Mais qu’est-ce que signifie avoir une alimentation saine ? En effet « En France, les aliments sains sont plutôt identifiés comme étant bons au goût. Nous considérons le repas comme un moment de convivialité et de partage qui nous oriente vers ces aliments. Aux USA, c’est tout le contraire » indique Fanny Thomas.

LES OUTILS CLÉS DU MARKETEUR

Face à cette nouvelle donne, quels sont les moyens dont dispose le marketeur ? « Le packaging est sans aucun doute un élément clé. Mais il faut savoir le traiter avec subtilité. En effet, plus les éléments visuels sont nombreux, plus le traitement de l’information est complexe et fait donc appel à des ressources cognitives. » Ainsi, la représentation d’ingrédients naturels apparait-elle comme particulièrement efficace. De même, la présence d’un ou plusieurs labels qui se complètent (Label Rouge et AB par exemple) entraine une image positive du produit et donc la confiance du consommateur.

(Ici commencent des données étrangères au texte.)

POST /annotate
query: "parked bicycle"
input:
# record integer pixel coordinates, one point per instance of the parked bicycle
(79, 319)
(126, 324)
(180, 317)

Le plaisir avant tout. « La grande consommation est sans conteste un défi colossal du 21è siècle. Face à des consommateurs en quête de goût et de plaisir, le marketeur doit les aider et les accompagner à se faire plaisir en mangeant sainement »

LE BOOM DES « ALIMENTS FONCTIONNELS »

Des consommateurs qui plébiscitent donc les aliments dotés de propriétés sensées si ce n’est améliorer leur santé, leur apporter du bien-être. Du carotène préparant la peau à bronzer avant l’été en passant par les vertus du jus de cranberrie pour la vessie, ces produits connaissent un succès foudroyant. Mais comment en améliorer la puissance marketing ? « Le pouvoir de l’allégation apposée sur le produit diffère si elle est positive ou négative. Un produit « sans huile de palme » sera par exemple mieux évalué qu’un produit « enrichit en calcium » qui renvoie à une transformation industrielle et donc à une perte de naturalité », ajoute Fanny Thomas. L’impact de ces produits dépend enfin de l’attitude du consommateur face à son environnement. La consommation de produits sains va ainsi souvent de pair avec la consommation de produits bio, de saisons et locaux, même si bien sûr, le prix reste le frein principal à l’acte d’achat.

Les applications existent avec des systèmes de notations comme Natoo ou Food Fact qui permettent d’évaluer le produit avec un flashcode sur la compo du produit (nutrition et qualité des ingrédients). Dans la campagne gouvernementale, on ne met pas en avant l’aspect qualité. Cf. ingrédients issus de la pétrochimie on veut des infos en plus et avoir une évaluation sur le côté environnemental du produit.